Jésus, égal ou inégal à son père, est extrêmement courroucé quand un Genevois fait un enfant à une fille ; et certainement il jetterait la ville dans le lac si on commettait souvent cette énormité, contraire à toutes les lois de la nature : aussi j’en ai demandé pardon à Jésus ; mais vous vouliez que je vous demandasse aussi pardon, comme si vous étiez consubstantiel à Jésus, et comme si votre village était consubstantiel à Genève.

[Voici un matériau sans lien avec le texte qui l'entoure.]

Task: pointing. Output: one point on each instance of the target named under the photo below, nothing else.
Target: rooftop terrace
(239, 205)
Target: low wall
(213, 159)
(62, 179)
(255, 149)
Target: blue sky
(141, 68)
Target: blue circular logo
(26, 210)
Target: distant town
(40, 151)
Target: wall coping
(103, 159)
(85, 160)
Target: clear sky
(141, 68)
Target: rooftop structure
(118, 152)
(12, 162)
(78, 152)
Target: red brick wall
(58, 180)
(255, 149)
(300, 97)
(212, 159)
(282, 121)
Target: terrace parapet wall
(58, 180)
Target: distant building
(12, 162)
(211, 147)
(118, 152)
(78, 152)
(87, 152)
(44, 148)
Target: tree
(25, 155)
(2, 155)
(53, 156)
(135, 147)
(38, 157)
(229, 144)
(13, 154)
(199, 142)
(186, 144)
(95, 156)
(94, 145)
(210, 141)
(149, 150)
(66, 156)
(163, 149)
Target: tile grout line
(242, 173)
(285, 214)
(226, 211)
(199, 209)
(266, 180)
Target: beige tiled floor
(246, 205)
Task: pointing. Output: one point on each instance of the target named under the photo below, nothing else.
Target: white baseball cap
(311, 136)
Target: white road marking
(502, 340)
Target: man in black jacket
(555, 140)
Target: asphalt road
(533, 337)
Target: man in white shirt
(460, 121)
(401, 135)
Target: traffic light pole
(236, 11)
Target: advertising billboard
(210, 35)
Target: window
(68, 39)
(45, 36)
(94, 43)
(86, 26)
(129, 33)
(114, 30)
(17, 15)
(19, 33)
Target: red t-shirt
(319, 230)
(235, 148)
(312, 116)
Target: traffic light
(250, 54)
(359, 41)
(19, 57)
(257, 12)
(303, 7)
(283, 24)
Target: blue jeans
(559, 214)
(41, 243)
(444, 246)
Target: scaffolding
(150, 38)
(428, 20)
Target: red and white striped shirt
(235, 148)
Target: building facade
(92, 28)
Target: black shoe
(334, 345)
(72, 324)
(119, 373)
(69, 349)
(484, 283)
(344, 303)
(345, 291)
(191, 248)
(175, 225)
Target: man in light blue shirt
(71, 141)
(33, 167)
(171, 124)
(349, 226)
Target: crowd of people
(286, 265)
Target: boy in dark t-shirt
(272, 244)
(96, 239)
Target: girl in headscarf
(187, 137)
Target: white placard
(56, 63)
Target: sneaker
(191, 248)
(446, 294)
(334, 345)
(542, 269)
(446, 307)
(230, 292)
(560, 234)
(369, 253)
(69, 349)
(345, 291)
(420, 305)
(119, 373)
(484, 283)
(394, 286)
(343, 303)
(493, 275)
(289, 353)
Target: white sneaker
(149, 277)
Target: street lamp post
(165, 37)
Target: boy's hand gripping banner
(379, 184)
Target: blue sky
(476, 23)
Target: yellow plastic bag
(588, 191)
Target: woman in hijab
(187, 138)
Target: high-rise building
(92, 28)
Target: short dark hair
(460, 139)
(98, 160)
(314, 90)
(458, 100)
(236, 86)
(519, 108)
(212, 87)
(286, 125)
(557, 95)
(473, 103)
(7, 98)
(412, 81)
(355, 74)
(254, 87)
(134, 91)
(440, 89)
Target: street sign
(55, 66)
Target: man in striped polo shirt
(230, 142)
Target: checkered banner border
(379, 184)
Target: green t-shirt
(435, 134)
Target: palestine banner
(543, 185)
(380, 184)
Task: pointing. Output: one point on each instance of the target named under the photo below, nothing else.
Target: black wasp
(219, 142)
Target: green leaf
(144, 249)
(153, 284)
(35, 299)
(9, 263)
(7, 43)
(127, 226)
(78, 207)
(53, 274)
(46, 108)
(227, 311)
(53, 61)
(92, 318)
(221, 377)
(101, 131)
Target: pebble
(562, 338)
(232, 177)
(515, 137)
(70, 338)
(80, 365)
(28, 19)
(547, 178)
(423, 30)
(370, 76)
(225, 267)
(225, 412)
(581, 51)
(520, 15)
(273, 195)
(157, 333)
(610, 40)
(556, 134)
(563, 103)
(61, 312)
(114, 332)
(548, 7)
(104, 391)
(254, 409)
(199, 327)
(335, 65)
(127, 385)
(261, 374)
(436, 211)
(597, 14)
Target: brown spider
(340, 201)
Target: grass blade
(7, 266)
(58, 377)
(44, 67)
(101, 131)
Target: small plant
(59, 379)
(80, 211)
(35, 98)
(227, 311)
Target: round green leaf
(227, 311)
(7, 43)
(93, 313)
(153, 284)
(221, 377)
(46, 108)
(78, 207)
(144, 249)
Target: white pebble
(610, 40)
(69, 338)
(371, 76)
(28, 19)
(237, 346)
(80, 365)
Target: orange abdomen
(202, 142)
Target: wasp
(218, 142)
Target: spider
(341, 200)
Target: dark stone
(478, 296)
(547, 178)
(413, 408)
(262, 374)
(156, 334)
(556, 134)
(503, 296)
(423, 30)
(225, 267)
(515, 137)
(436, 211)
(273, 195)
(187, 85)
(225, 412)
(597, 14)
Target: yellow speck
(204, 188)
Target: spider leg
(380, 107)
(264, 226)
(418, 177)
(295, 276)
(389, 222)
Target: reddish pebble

En vérité, mon cher pasteur, vous êtes allé trop loin ; vous êtes trop jeune et trop aimable pour juger les filles. Souffrez que j’aie l’honneur de vous dire ce que c’est qu’un ministre, non d’État, mais du saint Évangile.

C’est un homme vêtu de noir à qui nous donnons des gages pour prêcher, pour exhorter, et pour faire quelques autres fonctions. Vous croyez, parce que nous vous avons appelés pasteurs, que nous ne sommes que des brebis. Les choses ne vont pas tout à fait ainsi. Souvenez-vous que Christ dit expressément à ses disciples : « Il n’y aura parmi vous ni premier ni dernier[1]. »

Nous avons au fond autant de droit que vous de parler en public pour édifier nos frères, et de rompre le pain avec eux. Si, quand les sociétés chrétiennes se sont augmentées, nous jugeâmes à propos de commettre certaines personnes pour baptiser, prêcher, communier nos fidèles, et avoir soin de tenir propre le lieu de l’assemblée, ce n’est pas que nous ne puissions fort bien prendre ce soin nous-mêmes. Je donne des gages à un homme pour faire paître mon troupeau ; mais cela ne m’ôte pas le droit de le mener paître moi-même, et d’envoyer paître le berger si j’en suis mécontent.

On vous a imposé les mains, j’en suis bien aise ; mais qu’a-t-on fait, s’il vous plaît, par cette cérémonie ? Vous a-t-on donné plus d’esprit que vous n’en aviez ? ceux qui vous ont reçu ministre du saint Évangile vous ont-ils donné autre chose qu’une déclaration que vous ne savez point l’hébreu, que vous savez un peu de grec, que vous avez lu Matthieu, Luc, Marc, et Jean, et que vous pouvez parler une demi-heure de suite ? Or, certainement plusieurs de nos citoyens sont dans ce cas, et j’écoute

  1. Matthieu, xix, 30 ; xx, 16 ; — Marc, x, 31 ; — Luc, xiii, 30.